Equity markets are trading slightly in red territory with the Dow Jones Industrial Average down less than half a percent from its closing price on Friday. While market dips into the red are never really encouraging, we have to say that today's dip is not all that bad. With the uncertainty still flowing out of Greece and with signs that China will not grow as fast as previously thought, we can certainly argue that equities should have been much more volatile, just as they had been for most of the second half of last year. Today, news that Greece continues to delay discussions on fixing its debt crisis, and forecasts from the International Monetary Fund in reference to GDP growth in China during 2012, are serving to put equities down—but not out.

The political situation in Greece has become almost laughable in the sense that one day all seems to be on track to be resolved, only to look in disarray the next day. Today, Greek leaders failed to meet to discuss the terms for a new bailout from the European Union and International Monetary Fund. And the apparent reason for this was that the Greek government had not yet supplied the discussing parties with a 15-page summary of the conclusions of a meeting on Sunday of the political leaders, a summary that would be central to the discussions. Given the seriousness and huge consequences of a Greek failure, it is questionable why this summary was not completed in time. This delay to the process compelled German Chancellor Angela Merkel to step up pressure on Greece, warning that time was running short for a deal to be struck.
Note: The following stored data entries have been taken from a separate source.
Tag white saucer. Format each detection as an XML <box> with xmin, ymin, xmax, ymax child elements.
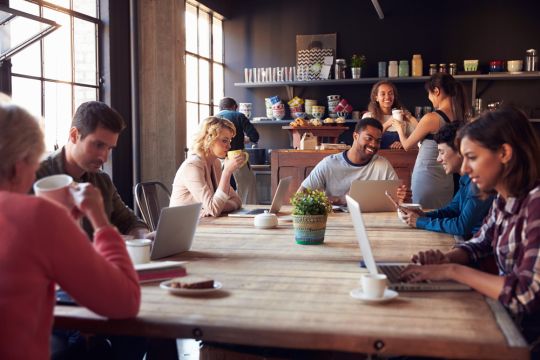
<box><xmin>350</xmin><ymin>288</ymin><xmax>398</xmax><ymax>303</ymax></box>
<box><xmin>160</xmin><ymin>280</ymin><xmax>222</xmax><ymax>295</ymax></box>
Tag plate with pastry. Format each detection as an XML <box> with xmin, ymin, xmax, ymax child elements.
<box><xmin>160</xmin><ymin>275</ymin><xmax>222</xmax><ymax>295</ymax></box>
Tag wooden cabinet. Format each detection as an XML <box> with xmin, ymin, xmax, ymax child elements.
<box><xmin>271</xmin><ymin>149</ymin><xmax>418</xmax><ymax>203</ymax></box>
Failure to strike a deal to secure the €130 billion ($170 billion) rescue fund increases the risk of pushing Greece into a chaotic debt default, which could threaten its future membership in the euro zone.

On the Asian front, according to the IMF, China's economic expansion would be cut almost in half if Europe's debt crisis gets worse, a scenario that would warrant significant fiscal stimulus from the nation's government. Based on the IMF's downside forecast for the global economy, China's growth could drop by as much as 4 percentage points from the 8.2 percent currently forecasted by the organization for this year. On the other hand, many on the Street see China's internal consumption as a cushion to any falling demand from abroad, a consumption that can easily be ramped higher by government intervention.

All in all, while equities are still in the red this afternoon, things could be a lot worse, and the stability is also a bit encouraging despite the European turmoil.

Shippers' Modicum of Relief
David Urani

My move of the day comes from the dry bulk shipping sector, which has been in lots of trouble lately, to say the least. Before all of the economic crises hit across the world, orders were put in for numerous vessels to be built to handle international trade and many of those orders are being completed at the beginning of this year. The decline in dry bulk shipping prices has been staggering as overcapacity and global economic issues have taken their toll. Today, the Baltic Dry shipping price index finally increased for the first time in eight weeks and as a result shippers the likes of Dryships (DRYS) and Diana Shipping (DSX) are surging in a relief rally.

It should be noted that today's increase is only a tiny tick up to 648 from 647 but it's the thought of a potential bottoming out that counts. Nevertheless, shippers are still floating in dire straits at these levels. The industry seemed to hit a new low today when it was discovered that Glencore has hired UK based Global Maritime for -$2,000 a day. That's right, Global Maritime will pay Glencore to hire its ships. That's because the vessels have to keep running; if they sit for too long they become unusable, and there wasn't enough demand to keep the ships active otherwise.

The collapsing prices have raised wide concerns of bankruptcies in the industry. What's interesting to remember is that Greece is a major shipping center and many of the leading shippers are based there. Greek banks surely have substantial exposure to shipping debt, and one has to wonder if potential pending bankruptcies will exacerbate the financial crisis there.